Les trois êtres continuèrent de se regarder, comme prisonniers d'une bulle qui déformait l'espace-temps. La brune ne voyait plus qu'eux, leurs plumages noirs comme la nuit, leurs becs osseux déformés, leurs yeux globuleux, mais à l'air si intelligent... Ils ressemblaient à des corbeaux, mais avaient la taille de condors.

Les oiseaux brisèrent finalement le contact visuel, se regardèrent longuement et prirent leur envol. Leurs ailes sinistres, aux plumes titanesques, les portèrent sur l'air alors qu'ils prenaient de la hauteur pour finalement disparaître entre les branches des arbres.

Elle resta quelques instants supplémentaires à regarder leurs silhouettes s'éloigner, puis, quand elles eurent disparu, elle reprit sa progression sur le sentier, de plus en plus flou, sur lequel elle marchait depuis de longues minutes... ou de longues heures. Elle avait perdu le compte à cause de la basse luminosité qui régnait dans cette forêt aux allures fantastiques. Les troncs des arbres étaient épais comme les colonnes des temples grecs qu'elle avait pu voir en photo dans les livres. Leurs branches frôlaient un diamètre qui aurait pu être celui d'un très vieil arbre là où elle vivait. Et les feuilles qui les habillaient... elle n'en avait jamais vu de semblables.

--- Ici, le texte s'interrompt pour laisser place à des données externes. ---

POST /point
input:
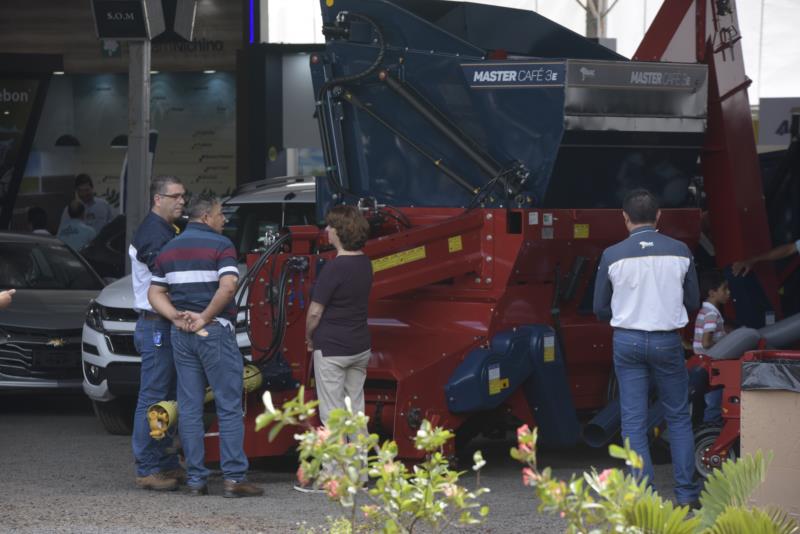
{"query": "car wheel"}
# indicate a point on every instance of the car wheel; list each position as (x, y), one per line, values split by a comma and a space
(116, 416)
(704, 437)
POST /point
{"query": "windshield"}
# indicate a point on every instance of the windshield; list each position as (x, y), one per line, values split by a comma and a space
(248, 223)
(44, 266)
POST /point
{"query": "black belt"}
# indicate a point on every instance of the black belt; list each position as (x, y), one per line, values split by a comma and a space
(149, 316)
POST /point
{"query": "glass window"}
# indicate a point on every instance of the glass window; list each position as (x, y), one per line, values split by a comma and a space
(44, 266)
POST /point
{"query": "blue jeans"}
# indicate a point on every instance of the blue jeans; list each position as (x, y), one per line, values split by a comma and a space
(157, 382)
(214, 360)
(640, 357)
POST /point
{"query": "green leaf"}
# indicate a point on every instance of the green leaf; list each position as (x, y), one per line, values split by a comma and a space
(650, 513)
(731, 485)
(734, 520)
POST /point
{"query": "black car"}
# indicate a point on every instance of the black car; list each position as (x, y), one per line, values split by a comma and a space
(40, 332)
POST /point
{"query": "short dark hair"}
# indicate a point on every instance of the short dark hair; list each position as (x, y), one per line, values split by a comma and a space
(351, 227)
(76, 209)
(158, 185)
(710, 280)
(37, 218)
(201, 204)
(641, 206)
(83, 179)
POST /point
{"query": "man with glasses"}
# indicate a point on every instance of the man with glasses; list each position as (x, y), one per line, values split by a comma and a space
(194, 283)
(157, 465)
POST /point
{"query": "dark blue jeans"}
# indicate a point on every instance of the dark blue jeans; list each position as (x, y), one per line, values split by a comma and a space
(214, 360)
(152, 341)
(639, 358)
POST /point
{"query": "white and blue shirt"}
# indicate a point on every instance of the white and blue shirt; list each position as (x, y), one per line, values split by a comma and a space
(646, 282)
(147, 242)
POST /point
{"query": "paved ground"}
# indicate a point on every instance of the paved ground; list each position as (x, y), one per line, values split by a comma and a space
(62, 473)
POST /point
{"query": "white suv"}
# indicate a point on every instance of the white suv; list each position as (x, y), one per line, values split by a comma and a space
(110, 362)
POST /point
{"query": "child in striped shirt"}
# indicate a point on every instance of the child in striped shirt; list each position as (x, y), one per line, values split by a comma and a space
(709, 328)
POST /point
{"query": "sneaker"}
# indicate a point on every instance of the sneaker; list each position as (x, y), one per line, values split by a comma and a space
(233, 489)
(198, 491)
(308, 488)
(179, 474)
(157, 481)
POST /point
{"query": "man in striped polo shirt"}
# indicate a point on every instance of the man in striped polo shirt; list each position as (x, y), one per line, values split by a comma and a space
(197, 273)
(646, 286)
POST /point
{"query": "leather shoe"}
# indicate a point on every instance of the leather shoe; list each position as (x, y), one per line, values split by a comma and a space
(157, 481)
(233, 489)
(198, 491)
(179, 474)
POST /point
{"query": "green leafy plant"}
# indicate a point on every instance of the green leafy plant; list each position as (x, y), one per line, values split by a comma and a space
(613, 501)
(378, 491)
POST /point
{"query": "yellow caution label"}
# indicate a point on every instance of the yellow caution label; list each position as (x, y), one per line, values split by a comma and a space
(496, 385)
(398, 259)
(580, 231)
(549, 349)
(454, 244)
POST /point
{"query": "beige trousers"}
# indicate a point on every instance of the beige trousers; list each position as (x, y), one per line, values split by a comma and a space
(338, 377)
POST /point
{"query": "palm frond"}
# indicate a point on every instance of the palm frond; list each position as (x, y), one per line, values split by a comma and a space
(731, 485)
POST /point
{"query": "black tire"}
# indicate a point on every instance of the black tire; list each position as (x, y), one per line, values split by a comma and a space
(704, 437)
(116, 416)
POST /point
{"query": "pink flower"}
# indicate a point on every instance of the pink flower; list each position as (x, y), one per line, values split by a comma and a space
(369, 510)
(301, 476)
(322, 434)
(529, 477)
(389, 468)
(602, 478)
(332, 487)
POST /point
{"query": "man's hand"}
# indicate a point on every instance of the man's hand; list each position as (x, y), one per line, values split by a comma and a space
(741, 268)
(180, 320)
(195, 321)
(5, 297)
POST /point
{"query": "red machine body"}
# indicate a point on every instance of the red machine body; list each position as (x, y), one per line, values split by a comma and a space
(449, 283)
(443, 288)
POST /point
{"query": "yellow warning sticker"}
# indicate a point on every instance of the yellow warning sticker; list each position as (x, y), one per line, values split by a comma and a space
(398, 259)
(549, 349)
(496, 385)
(580, 231)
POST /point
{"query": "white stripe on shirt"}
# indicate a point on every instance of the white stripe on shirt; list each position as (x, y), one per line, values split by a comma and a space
(192, 277)
(648, 292)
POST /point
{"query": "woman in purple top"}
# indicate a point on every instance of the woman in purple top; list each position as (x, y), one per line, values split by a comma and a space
(336, 323)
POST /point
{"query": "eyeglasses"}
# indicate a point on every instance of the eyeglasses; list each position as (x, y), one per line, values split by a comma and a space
(174, 196)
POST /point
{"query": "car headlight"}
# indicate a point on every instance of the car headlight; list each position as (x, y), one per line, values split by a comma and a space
(94, 316)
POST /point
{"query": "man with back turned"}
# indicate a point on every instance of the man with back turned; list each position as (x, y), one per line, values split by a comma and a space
(646, 286)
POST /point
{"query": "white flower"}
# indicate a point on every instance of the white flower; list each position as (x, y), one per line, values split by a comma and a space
(479, 461)
(267, 400)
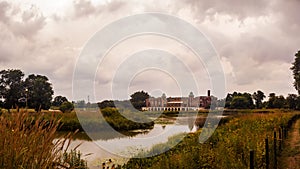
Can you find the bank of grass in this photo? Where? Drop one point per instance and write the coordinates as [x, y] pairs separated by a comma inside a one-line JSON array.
[[30, 143], [228, 147], [94, 121]]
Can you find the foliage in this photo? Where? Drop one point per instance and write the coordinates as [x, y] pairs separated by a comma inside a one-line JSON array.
[[138, 99], [39, 92], [27, 142], [239, 101], [106, 103], [58, 101], [258, 97], [228, 147], [296, 71], [11, 87], [66, 107], [276, 101], [73, 159]]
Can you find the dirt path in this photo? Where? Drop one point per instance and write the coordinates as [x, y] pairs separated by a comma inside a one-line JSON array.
[[291, 153]]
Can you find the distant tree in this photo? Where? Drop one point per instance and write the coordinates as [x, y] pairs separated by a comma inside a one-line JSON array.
[[39, 92], [279, 102], [106, 103], [248, 96], [80, 104], [235, 100], [138, 99], [258, 97], [11, 87], [58, 100], [228, 100], [239, 102], [292, 101], [276, 101], [296, 71], [66, 107]]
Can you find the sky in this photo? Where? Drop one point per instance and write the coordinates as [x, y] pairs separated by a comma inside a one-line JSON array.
[[255, 42]]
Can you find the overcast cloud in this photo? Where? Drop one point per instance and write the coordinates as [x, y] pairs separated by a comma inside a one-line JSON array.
[[256, 41]]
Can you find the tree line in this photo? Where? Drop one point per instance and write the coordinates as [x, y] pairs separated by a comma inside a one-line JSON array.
[[246, 100], [34, 91]]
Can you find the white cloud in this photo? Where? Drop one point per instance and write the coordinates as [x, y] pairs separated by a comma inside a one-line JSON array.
[[256, 40]]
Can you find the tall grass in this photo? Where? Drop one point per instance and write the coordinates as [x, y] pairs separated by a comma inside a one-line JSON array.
[[30, 142], [228, 147]]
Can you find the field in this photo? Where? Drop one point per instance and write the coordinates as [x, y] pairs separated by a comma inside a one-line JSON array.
[[229, 146]]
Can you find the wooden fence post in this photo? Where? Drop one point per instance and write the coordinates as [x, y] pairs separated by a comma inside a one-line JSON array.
[[251, 159], [280, 139], [267, 153], [275, 153]]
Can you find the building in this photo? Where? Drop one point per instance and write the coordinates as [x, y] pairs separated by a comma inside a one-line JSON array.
[[178, 103]]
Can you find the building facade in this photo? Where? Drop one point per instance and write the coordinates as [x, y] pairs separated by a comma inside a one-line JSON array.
[[178, 103]]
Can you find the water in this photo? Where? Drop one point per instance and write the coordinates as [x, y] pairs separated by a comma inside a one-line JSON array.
[[121, 147]]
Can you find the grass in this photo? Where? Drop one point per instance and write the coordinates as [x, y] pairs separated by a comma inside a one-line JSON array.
[[228, 147], [30, 142]]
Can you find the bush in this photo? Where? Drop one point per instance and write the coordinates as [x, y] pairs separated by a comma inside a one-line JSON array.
[[66, 107]]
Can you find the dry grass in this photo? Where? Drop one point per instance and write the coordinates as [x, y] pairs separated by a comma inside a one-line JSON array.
[[26, 142]]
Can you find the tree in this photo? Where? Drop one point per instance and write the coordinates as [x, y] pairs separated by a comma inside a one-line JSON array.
[[58, 100], [235, 100], [296, 71], [276, 101], [292, 101], [279, 102], [11, 87], [66, 107], [239, 102], [106, 103], [138, 99], [272, 98], [39, 92], [258, 97]]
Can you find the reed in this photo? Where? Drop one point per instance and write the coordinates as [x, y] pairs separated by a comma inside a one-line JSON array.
[[30, 142]]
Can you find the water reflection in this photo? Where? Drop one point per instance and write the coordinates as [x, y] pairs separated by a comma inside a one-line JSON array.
[[110, 146]]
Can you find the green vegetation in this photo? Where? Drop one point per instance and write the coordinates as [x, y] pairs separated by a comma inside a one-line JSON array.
[[70, 122], [26, 142], [228, 147], [33, 92], [296, 71]]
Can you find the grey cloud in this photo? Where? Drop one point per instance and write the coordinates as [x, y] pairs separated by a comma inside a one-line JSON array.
[[32, 21], [234, 8], [83, 8]]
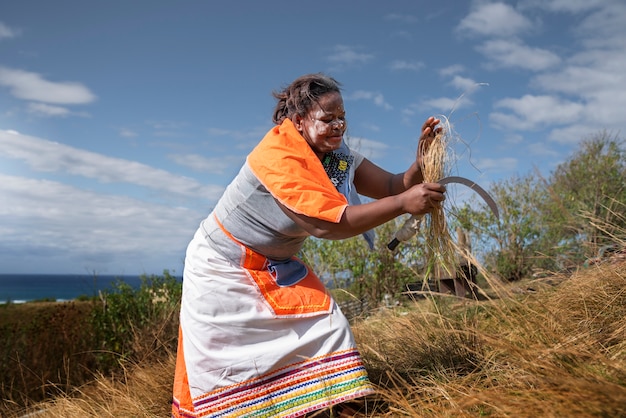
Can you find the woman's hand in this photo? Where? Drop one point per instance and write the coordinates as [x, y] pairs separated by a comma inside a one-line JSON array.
[[429, 132]]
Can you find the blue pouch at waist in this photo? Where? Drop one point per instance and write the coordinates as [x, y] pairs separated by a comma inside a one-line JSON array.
[[287, 272]]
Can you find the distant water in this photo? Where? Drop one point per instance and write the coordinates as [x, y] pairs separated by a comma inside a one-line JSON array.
[[20, 288]]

À croire que tout dans cette forêt était démesurément grand !

Cette feuille fait deux fois la taille de mon visage ! constat-elle quand elle fut tout près de l'un des arbres. À quelle espèce ces arbres appartiennent-ils ? Pourquoi je n'en ai jamais entendu parler aux infos ?

De ses mains tremblantes, Margot l'attrapa sans la décrocher de la branche qui la maintenait en l'air. Avec admiration et curiosité, elle laissa ses doigts courir dessus.

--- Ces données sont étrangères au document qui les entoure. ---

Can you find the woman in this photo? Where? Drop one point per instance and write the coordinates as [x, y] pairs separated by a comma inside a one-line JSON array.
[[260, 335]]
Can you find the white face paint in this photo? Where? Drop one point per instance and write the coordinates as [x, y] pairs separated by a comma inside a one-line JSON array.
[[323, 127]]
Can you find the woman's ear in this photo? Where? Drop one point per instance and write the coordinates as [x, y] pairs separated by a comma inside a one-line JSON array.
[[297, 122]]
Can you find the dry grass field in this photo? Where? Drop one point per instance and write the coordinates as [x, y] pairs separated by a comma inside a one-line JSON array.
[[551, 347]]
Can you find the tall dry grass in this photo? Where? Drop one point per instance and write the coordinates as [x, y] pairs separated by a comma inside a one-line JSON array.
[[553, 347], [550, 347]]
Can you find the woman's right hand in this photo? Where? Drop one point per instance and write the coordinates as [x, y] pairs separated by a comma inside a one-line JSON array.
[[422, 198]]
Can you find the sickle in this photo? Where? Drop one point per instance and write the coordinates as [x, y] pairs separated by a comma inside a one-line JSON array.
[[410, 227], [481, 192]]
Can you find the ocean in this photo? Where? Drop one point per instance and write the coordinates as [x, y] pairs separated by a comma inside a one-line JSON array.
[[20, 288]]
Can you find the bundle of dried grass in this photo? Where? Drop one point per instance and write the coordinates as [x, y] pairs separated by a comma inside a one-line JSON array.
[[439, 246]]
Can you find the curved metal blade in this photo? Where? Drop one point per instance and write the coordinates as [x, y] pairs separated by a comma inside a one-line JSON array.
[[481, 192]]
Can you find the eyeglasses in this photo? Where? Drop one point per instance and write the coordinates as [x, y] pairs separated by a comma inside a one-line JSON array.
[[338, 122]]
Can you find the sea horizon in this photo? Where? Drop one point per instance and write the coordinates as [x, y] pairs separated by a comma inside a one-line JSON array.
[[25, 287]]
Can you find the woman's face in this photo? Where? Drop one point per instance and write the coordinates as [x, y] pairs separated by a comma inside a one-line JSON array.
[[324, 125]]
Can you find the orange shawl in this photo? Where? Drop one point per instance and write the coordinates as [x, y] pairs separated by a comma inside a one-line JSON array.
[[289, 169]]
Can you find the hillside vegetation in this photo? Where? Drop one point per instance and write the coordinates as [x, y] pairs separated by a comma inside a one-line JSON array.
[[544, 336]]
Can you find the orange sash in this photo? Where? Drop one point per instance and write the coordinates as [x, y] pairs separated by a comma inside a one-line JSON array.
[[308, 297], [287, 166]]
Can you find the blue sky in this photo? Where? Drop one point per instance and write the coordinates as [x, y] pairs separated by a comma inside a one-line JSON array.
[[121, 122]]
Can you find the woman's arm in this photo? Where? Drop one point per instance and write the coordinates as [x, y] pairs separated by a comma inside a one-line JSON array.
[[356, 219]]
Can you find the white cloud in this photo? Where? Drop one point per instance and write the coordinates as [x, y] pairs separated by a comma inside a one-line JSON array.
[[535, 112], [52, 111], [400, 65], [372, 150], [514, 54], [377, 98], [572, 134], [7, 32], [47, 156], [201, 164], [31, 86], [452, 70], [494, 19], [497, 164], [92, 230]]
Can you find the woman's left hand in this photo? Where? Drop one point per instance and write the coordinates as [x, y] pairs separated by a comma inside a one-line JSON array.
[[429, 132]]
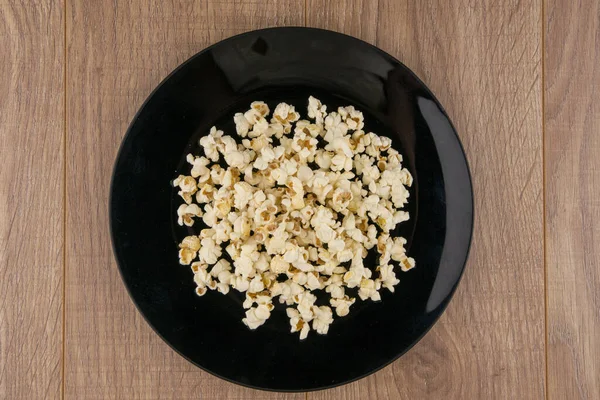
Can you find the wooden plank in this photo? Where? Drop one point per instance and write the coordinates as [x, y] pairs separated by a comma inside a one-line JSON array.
[[572, 143], [118, 51], [31, 198], [483, 61]]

On dirait du velours... Avec des nervures. C'est vraiment étrange... fascinant !

Une éclat lumineux attira son attention et la brune relâcha la feuille qu'elle caressait. Elle s'en détourna et se concentra sur celles d'un petit arbre buissonnant aux larges feuilles en coupole renversée. Plusieurs contenaient de l'eau. La jeune femme sourit face à cet étrange spectacle.

- La nature fait de drôles de choses...

Elle se pencha pour regarder plus attentivement l'eau qui tremblotait en rythme avec les discrets mouvements de son contenant. Elle fit face à une jeune femme au visage pâle, presque blême, et aux cheveux collés contre ses tempes. Des cernes de cent kilomètres de longs dessinaient des ombres noirâtres sous ses yeux fatigués.

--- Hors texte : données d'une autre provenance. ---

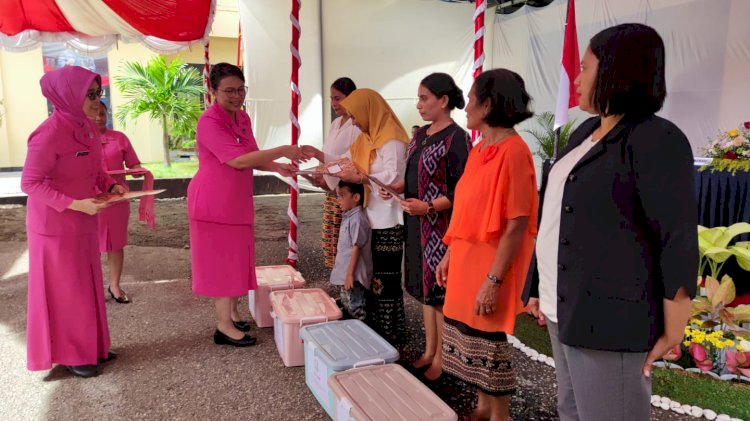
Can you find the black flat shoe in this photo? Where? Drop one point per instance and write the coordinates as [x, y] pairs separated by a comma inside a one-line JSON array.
[[84, 371], [111, 355], [222, 339], [122, 300], [242, 325]]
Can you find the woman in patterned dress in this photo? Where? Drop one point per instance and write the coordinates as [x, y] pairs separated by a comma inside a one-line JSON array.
[[435, 161]]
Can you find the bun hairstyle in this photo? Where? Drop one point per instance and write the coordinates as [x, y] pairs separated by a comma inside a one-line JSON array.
[[221, 70], [506, 93], [344, 85], [441, 84]]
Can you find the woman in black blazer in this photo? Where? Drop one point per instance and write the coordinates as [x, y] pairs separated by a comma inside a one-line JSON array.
[[617, 250]]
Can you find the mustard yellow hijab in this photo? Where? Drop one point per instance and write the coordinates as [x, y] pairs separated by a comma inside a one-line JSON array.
[[378, 122]]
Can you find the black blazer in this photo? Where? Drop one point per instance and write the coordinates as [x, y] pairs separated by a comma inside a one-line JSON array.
[[628, 235]]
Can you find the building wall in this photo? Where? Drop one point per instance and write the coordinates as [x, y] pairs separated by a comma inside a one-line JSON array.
[[25, 107]]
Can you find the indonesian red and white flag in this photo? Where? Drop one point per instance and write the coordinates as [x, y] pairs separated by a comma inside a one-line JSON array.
[[569, 69]]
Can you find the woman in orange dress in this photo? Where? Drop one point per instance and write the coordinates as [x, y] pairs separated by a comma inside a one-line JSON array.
[[490, 243]]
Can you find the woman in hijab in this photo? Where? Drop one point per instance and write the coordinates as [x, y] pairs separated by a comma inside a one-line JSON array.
[[67, 320], [380, 152]]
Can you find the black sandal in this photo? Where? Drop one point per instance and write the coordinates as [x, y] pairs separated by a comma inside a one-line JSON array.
[[122, 300]]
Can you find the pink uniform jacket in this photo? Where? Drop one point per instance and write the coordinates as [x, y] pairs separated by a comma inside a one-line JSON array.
[[59, 169], [219, 193]]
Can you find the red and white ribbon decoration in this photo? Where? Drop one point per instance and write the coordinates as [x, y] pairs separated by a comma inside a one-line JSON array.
[[293, 116], [206, 72], [480, 7]]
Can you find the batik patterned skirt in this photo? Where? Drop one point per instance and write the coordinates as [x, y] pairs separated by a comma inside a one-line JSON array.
[[330, 231], [387, 316], [481, 359]]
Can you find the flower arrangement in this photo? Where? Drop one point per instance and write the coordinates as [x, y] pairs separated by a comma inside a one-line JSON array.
[[716, 342], [730, 150]]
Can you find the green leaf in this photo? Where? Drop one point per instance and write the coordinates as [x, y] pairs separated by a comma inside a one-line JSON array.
[[731, 232], [742, 255], [718, 254], [710, 236], [726, 292], [712, 285]]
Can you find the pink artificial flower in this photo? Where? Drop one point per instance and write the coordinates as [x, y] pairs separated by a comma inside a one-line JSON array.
[[738, 361], [699, 356], [673, 354]]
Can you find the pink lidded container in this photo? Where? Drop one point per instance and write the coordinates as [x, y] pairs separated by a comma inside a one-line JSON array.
[[293, 309]]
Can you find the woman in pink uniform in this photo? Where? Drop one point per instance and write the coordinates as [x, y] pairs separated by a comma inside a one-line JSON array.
[[113, 221], [67, 321], [220, 202]]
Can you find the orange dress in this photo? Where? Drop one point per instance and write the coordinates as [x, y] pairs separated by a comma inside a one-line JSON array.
[[498, 184]]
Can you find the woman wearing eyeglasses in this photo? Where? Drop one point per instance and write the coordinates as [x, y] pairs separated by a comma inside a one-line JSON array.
[[66, 318], [113, 221], [220, 202]]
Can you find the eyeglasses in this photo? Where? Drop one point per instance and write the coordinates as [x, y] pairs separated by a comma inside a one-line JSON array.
[[236, 92], [93, 95]]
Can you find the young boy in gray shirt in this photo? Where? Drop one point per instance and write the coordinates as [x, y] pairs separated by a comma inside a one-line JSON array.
[[352, 270]]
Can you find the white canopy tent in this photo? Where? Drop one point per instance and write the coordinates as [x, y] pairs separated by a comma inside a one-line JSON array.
[[390, 45]]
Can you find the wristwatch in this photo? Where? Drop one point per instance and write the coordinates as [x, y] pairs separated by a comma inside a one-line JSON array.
[[494, 279]]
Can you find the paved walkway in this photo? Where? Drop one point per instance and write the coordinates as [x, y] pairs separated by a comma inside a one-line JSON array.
[[169, 368]]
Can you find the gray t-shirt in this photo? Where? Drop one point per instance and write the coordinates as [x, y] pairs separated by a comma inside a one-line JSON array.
[[354, 230]]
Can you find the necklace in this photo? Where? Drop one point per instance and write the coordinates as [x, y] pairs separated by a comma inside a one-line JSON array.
[[428, 136], [500, 138]]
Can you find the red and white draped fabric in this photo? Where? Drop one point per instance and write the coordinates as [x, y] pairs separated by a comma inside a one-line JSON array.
[[95, 26], [569, 69]]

- J'ai pas bonne mine, souffla-t-elle, un sourire mi-figue mi-raisin plaqué sur son visage contusionné.

Curieuse, elle changea de feuille pour voir si chacune lui renvoyait un reflet aussi pitoyable. À son grand désarroi, sa figure épuisée apparaissait à chaque fois... Elle espérait secrètement que ces miroirs d'eau se trompaient et ne lui offraient pas la bonne image. Mais elle devait se faire à l'évidence : les miroirs, qu'ils soient naturels ou artificiels, renvoyaient avec plus ou moins d'exactitude ce qui se présentait devant eux. Alors qu'elle s'apprêtait à reprendre son chemin, un détail l'interpella. Elle se pencha entre les branches du petit buisson et hoqueta. Une roue en bois et aux rayons brisés se trouvait aux pieds de l'arbuste. Elle ferma les yeux, terrifiée par les souvenirs qui lui revenaient et par toutes les sensations qui la prenaient soudainement à la gorge.